H.2. data_generator#
H.2. data_generator #
H.2.1. Overview #
data_generator is a python script that will generate fake data for you.
usage: populate.py [-h] --table {address,city,country,first_name,last_name,company,email,iban,lorem_ipsum,postcode}
[{address,city,country,first_name,last_name,company,email,iban,lorem_ipsum,postcode} ...] [--locales LOCALES] --output_dir OUTPUT_DIR
[--lines LINES] [--seed SEED]
Internally it uses library Faker
To produce 5000 emails in Russian & English, you’d call the scripts like this:
populate.py --table country email --locales ru_RU,en --lines 5000 --output_dir out
This will output the fake data in CSV format.

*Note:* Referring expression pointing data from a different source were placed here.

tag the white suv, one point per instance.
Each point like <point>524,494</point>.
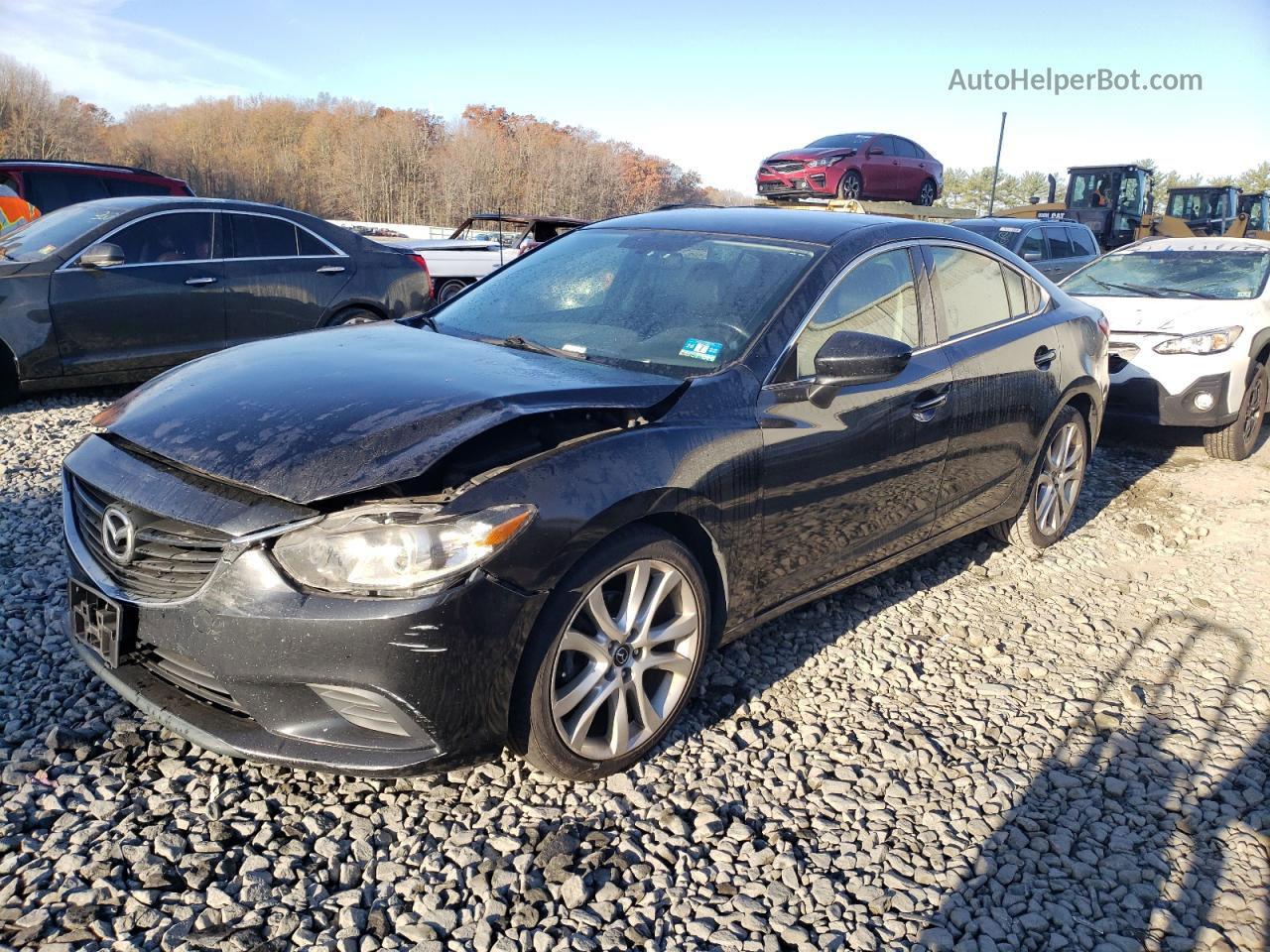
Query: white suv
<point>1191,334</point>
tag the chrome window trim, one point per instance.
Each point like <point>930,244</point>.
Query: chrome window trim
<point>71,266</point>
<point>1044,301</point>
<point>334,252</point>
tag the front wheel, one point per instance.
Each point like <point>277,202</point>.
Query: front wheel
<point>1056,486</point>
<point>613,656</point>
<point>1236,440</point>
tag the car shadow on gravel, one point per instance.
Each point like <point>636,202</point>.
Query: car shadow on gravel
<point>1128,838</point>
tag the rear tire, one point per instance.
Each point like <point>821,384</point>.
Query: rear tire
<point>1237,439</point>
<point>448,290</point>
<point>851,185</point>
<point>354,315</point>
<point>1055,488</point>
<point>601,682</point>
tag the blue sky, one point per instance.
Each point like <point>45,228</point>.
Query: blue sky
<point>712,86</point>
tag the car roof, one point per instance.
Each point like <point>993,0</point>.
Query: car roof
<point>816,226</point>
<point>1194,244</point>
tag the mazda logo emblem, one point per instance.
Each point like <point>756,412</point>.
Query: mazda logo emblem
<point>118,535</point>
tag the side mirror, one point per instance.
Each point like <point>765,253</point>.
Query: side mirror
<point>100,255</point>
<point>851,357</point>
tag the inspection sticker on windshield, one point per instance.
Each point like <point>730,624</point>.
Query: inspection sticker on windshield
<point>705,350</point>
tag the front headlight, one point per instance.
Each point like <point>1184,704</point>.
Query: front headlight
<point>393,548</point>
<point>1210,341</point>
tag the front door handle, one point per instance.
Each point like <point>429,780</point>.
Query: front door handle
<point>925,408</point>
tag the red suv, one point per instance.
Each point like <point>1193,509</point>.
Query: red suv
<point>853,166</point>
<point>50,185</point>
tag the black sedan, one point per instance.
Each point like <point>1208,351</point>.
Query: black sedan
<point>122,289</point>
<point>525,518</point>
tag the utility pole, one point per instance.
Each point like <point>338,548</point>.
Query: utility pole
<point>996,169</point>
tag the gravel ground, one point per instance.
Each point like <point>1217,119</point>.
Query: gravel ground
<point>978,751</point>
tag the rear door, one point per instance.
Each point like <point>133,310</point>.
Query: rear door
<point>163,306</point>
<point>852,476</point>
<point>281,277</point>
<point>1001,341</point>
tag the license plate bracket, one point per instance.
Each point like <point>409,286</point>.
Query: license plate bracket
<point>98,622</point>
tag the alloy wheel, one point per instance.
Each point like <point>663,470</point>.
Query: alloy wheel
<point>1058,484</point>
<point>625,658</point>
<point>1256,407</point>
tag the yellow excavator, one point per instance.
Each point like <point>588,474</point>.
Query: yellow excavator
<point>1111,199</point>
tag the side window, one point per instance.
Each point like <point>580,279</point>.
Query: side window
<point>121,186</point>
<point>1083,241</point>
<point>905,148</point>
<point>263,236</point>
<point>1060,244</point>
<point>878,296</point>
<point>971,290</point>
<point>310,245</point>
<point>181,236</point>
<point>50,190</point>
<point>1033,244</point>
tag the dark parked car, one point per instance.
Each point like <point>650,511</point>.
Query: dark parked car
<point>853,166</point>
<point>121,289</point>
<point>1053,248</point>
<point>51,184</point>
<point>527,516</point>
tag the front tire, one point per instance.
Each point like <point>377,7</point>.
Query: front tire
<point>1236,440</point>
<point>1055,488</point>
<point>851,185</point>
<point>613,656</point>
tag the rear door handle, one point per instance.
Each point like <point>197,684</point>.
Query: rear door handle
<point>925,408</point>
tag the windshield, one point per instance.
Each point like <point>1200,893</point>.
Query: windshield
<point>1003,235</point>
<point>503,231</point>
<point>39,239</point>
<point>852,140</point>
<point>671,301</point>
<point>1220,275</point>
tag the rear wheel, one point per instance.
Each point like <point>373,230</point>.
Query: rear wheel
<point>613,656</point>
<point>851,185</point>
<point>448,290</point>
<point>1056,486</point>
<point>1237,440</point>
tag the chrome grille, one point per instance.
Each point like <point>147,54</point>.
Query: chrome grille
<point>171,560</point>
<point>187,675</point>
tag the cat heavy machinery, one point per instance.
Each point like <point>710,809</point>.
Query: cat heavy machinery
<point>1111,199</point>
<point>1198,211</point>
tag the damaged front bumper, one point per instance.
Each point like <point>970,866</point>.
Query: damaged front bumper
<point>252,666</point>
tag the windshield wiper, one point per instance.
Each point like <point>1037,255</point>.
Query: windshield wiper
<point>534,347</point>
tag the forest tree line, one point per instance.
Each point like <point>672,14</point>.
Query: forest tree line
<point>344,159</point>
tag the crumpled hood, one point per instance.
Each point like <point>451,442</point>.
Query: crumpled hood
<point>329,413</point>
<point>1161,315</point>
<point>802,155</point>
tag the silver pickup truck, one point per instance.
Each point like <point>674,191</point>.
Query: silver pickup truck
<point>481,244</point>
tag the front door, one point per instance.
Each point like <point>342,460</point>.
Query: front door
<point>163,306</point>
<point>851,476</point>
<point>1003,377</point>
<point>280,277</point>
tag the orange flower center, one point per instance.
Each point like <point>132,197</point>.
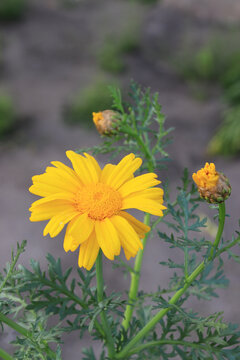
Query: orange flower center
<point>99,201</point>
<point>97,117</point>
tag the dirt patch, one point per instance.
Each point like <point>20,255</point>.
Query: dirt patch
<point>50,56</point>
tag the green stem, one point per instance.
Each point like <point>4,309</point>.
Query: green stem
<point>139,348</point>
<point>105,325</point>
<point>225,248</point>
<point>4,355</point>
<point>135,277</point>
<point>145,330</point>
<point>189,280</point>
<point>10,270</point>
<point>221,222</point>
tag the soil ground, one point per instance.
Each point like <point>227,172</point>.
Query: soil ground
<point>51,55</point>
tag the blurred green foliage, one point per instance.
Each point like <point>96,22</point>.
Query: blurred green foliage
<point>94,98</point>
<point>218,62</point>
<point>227,139</point>
<point>12,9</point>
<point>7,115</point>
<point>147,1</point>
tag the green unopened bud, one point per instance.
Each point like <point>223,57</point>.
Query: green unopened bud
<point>105,121</point>
<point>213,186</point>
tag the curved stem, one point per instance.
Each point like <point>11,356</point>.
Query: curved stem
<point>4,355</point>
<point>221,223</point>
<point>171,342</point>
<point>189,280</point>
<point>105,325</point>
<point>135,277</point>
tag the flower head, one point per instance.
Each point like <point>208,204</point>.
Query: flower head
<point>213,186</point>
<point>104,121</point>
<point>93,202</point>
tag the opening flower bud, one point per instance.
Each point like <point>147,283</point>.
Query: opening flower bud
<point>213,186</point>
<point>105,121</point>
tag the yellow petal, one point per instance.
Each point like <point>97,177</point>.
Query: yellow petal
<point>127,235</point>
<point>57,222</point>
<point>93,166</point>
<point>80,229</point>
<point>88,252</point>
<point>48,210</point>
<point>85,168</point>
<point>57,180</point>
<point>140,228</point>
<point>66,172</point>
<point>48,199</point>
<point>138,183</point>
<point>107,238</point>
<point>143,204</point>
<point>123,171</point>
<point>128,255</point>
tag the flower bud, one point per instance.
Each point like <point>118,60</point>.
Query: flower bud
<point>213,186</point>
<point>104,121</point>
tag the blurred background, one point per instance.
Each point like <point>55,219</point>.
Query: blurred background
<point>57,58</point>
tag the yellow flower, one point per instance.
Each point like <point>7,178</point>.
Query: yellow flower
<point>105,120</point>
<point>213,186</point>
<point>207,177</point>
<point>93,203</point>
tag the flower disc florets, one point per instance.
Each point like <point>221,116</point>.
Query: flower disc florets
<point>213,186</point>
<point>93,203</point>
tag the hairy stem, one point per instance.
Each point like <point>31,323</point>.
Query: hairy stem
<point>189,280</point>
<point>221,222</point>
<point>135,277</point>
<point>100,297</point>
<point>194,345</point>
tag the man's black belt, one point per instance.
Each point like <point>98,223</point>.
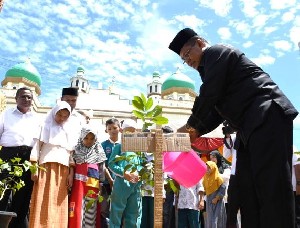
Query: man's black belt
<point>17,147</point>
<point>7,153</point>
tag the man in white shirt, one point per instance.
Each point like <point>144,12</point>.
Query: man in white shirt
<point>233,205</point>
<point>18,128</point>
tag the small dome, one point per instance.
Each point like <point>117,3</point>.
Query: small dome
<point>156,74</point>
<point>178,80</point>
<point>25,70</point>
<point>80,69</point>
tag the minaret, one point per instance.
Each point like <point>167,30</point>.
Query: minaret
<point>112,88</point>
<point>80,81</point>
<point>154,87</point>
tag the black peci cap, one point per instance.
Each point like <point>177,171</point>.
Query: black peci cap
<point>72,91</point>
<point>181,38</point>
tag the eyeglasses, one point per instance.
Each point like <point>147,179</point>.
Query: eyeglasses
<point>187,54</point>
<point>24,97</point>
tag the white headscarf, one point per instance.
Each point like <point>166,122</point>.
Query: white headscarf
<point>91,155</point>
<point>54,133</point>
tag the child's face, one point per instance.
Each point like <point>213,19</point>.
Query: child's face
<point>128,129</point>
<point>89,140</point>
<point>208,170</point>
<point>113,130</point>
<point>213,158</point>
<point>61,116</point>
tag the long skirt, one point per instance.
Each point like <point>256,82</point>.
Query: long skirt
<point>86,180</point>
<point>49,201</point>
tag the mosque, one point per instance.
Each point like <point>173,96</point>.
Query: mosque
<point>175,95</point>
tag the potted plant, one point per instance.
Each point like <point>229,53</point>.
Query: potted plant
<point>10,173</point>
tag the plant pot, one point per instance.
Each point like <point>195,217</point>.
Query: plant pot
<point>5,217</point>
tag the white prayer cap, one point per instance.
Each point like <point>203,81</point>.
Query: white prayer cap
<point>128,123</point>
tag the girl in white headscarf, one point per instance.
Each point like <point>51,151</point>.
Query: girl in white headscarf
<point>89,158</point>
<point>49,202</point>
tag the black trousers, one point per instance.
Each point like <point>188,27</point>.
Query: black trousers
<point>233,203</point>
<point>21,199</point>
<point>297,209</point>
<point>263,174</point>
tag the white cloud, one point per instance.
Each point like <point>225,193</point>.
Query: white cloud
<point>191,21</point>
<point>282,4</point>
<point>268,30</point>
<point>224,33</point>
<point>248,44</point>
<point>263,60</point>
<point>221,8</point>
<point>241,27</point>
<point>294,36</point>
<point>249,7</point>
<point>282,45</point>
<point>287,17</point>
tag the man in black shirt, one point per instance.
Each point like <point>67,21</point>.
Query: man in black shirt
<point>237,90</point>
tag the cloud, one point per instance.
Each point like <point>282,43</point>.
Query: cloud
<point>221,8</point>
<point>263,60</point>
<point>249,7</point>
<point>248,44</point>
<point>241,27</point>
<point>282,4</point>
<point>224,33</point>
<point>287,17</point>
<point>282,45</point>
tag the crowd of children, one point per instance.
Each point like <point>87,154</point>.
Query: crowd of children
<point>91,168</point>
<point>77,175</point>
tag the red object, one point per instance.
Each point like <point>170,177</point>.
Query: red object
<point>202,144</point>
<point>185,167</point>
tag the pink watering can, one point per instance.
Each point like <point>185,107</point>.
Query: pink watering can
<point>186,168</point>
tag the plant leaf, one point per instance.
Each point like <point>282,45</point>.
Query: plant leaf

Use populate.py --help for more details about
the script parameters.
You can load the fake data directly into the extension like this:
TRUNCATE transp_anon.email;
COPY transp_anon.email
FROM
PROGRAM 'populate.py --table country email --locales ru_RU,en --lines 5000 --output_dir out';
SELECT setval('transp_anon.email_oid_seq', max(oid))
FROM transp_anon.email;
CLUSTER transp_anon.email;
H.2.2. Faker #
Faker is a Python package that generates fake data for you. Whether you need to bootstrap your database, create good-looking XML documents, fill-in your persistence to stress test it, or anonymize data taken from a production service, Faker is for you. For more information see Faker Documentation.